What is the Drone Racing League?
The Drone Racing League was founded by Nick Horbaczewski who saw his first drone race in 2015 at Long Island, Newyork behind a warehouse and this event is what motivated him to create his own league, with the regulations he felt would make the DRL into a level playing field for all participants (one example being, providing the participants with drones of the same design, to prevent anyone’s drone from having an advantage over the other). Drone racing has far more obstacles than NASCSAR racing, with flips, spins, bumps, crashes and no worries of bodily harm, due to there being no actual person driving within the drone. Then add in the “First Person View” goggles that participants are required to wear to make the experience for them and the viewers more exciting.
Take a look at how the competitors see the course as they race through the obstacles at high velocities to the finish line (or zone).
Check out the previous DRL Seasons If You Like
Description: Experience the excitement of the drone racing league as professional drone racers fly through a designed course while wearing first-person view goggles that have them navigating through the course in the drone’s point of view. Check out the episodes from star to finish seeing who will come out on top.
Description: In this season’s installment of the drone racing league, witness bigger courses, more durable drones, which leads too even more excitement than before. This is the second year of DRL, another high speed, drone flips and spins, crash at any second race to the finish.
Season 3 Coming Soon!!!
Want to Try Your Hand at Drone Racing? Check out some quality options!
(Clicking Image directs you to purchasing screen)

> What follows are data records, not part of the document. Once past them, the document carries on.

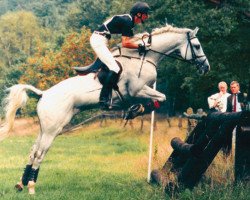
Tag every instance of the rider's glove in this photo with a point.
(141, 49)
(134, 111)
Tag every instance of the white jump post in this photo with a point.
(151, 140)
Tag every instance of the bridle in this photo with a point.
(176, 55)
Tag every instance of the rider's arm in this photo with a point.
(127, 43)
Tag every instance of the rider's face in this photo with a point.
(140, 17)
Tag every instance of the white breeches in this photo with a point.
(100, 45)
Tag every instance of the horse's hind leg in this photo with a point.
(43, 148)
(27, 170)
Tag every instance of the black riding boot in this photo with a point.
(109, 83)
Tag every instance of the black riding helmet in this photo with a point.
(139, 7)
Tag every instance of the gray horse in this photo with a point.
(58, 104)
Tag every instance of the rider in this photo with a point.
(118, 24)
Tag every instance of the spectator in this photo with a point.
(218, 102)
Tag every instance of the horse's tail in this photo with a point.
(16, 99)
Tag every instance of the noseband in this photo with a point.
(194, 58)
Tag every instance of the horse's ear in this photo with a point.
(194, 32)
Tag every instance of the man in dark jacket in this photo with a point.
(236, 102)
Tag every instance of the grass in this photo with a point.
(106, 163)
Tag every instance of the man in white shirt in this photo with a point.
(218, 101)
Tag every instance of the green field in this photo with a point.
(101, 163)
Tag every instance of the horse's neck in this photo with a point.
(164, 43)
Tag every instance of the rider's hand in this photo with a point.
(134, 111)
(141, 49)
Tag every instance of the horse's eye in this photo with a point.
(197, 46)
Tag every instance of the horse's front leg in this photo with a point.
(148, 92)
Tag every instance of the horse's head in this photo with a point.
(192, 51)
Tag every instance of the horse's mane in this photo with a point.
(167, 28)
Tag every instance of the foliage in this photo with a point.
(46, 68)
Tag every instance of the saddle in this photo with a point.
(97, 67)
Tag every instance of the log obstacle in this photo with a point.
(242, 152)
(190, 159)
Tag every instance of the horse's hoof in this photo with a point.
(19, 187)
(31, 187)
(158, 177)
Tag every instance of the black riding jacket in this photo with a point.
(118, 24)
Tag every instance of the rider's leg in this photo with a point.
(99, 45)
(109, 83)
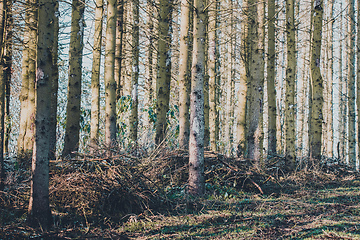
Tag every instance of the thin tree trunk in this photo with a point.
(72, 129)
(351, 84)
(184, 75)
(119, 48)
(290, 86)
(316, 83)
(55, 84)
(134, 122)
(95, 76)
(110, 84)
(212, 36)
(8, 52)
(2, 93)
(197, 121)
(24, 94)
(39, 208)
(164, 69)
(30, 127)
(358, 74)
(271, 90)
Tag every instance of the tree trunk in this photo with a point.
(196, 142)
(55, 84)
(290, 86)
(8, 52)
(95, 76)
(351, 84)
(119, 47)
(164, 69)
(255, 82)
(134, 122)
(39, 208)
(271, 90)
(30, 128)
(212, 36)
(315, 132)
(110, 84)
(184, 74)
(72, 129)
(2, 94)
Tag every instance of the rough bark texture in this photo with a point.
(197, 124)
(39, 209)
(72, 129)
(8, 52)
(255, 80)
(184, 75)
(134, 121)
(358, 75)
(164, 69)
(110, 84)
(55, 84)
(290, 108)
(212, 36)
(351, 84)
(2, 94)
(315, 131)
(119, 47)
(95, 75)
(24, 94)
(271, 90)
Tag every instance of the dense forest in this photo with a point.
(135, 92)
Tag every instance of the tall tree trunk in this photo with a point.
(149, 67)
(315, 132)
(8, 52)
(39, 208)
(164, 68)
(24, 94)
(110, 84)
(290, 85)
(95, 75)
(72, 129)
(271, 90)
(184, 74)
(329, 84)
(134, 121)
(351, 84)
(119, 47)
(255, 83)
(55, 85)
(2, 93)
(197, 121)
(212, 36)
(358, 74)
(32, 43)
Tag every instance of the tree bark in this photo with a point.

1. DYS FPV Racing Drone Kit
- Comes Fully assembled so you can start flying as you are ready
- Constructed to be light-weight and durable
- Built to be fast without the risk of ruining the equipment
- Premium First Person View real-time video transmission
2. Walkera F210 FPV Racing Drone RC Quadcoper RTF
- High speed of 60 miles per hour
- Full carbon design for shock resistance and durability
- Easy to assemble and maintenance
3. ARRIS X-Speed 280 V2 FPV Quadcopter Racing Drone RTF
- Comes fully assembled, adjusted and tested before leaving the factory, once the battery is charged you’ll be ready to fly
- 3mm thick arms, strong and durable
- Enjoy flying fast with this high performance drone
4. Force 1 Drone
- Easy to assemble, durable, and fun speed
- Has 3 return-home modes, where the drone comes back automatically from within 500 meters
- Crisp First Person View 1080p HD video Camera
- If you don’t like, you can get a full refund
Drones have been a valued technology within the military for more than a century. And like many technologies before, drones have become a new avenue of commerce for the public population. Now with the DRL making its mark within the drone industry ( And doing pretty well with their 3rd Season beginning on September 6th and airing on ESPN ), who knows what the next creative way drones will be used in the future.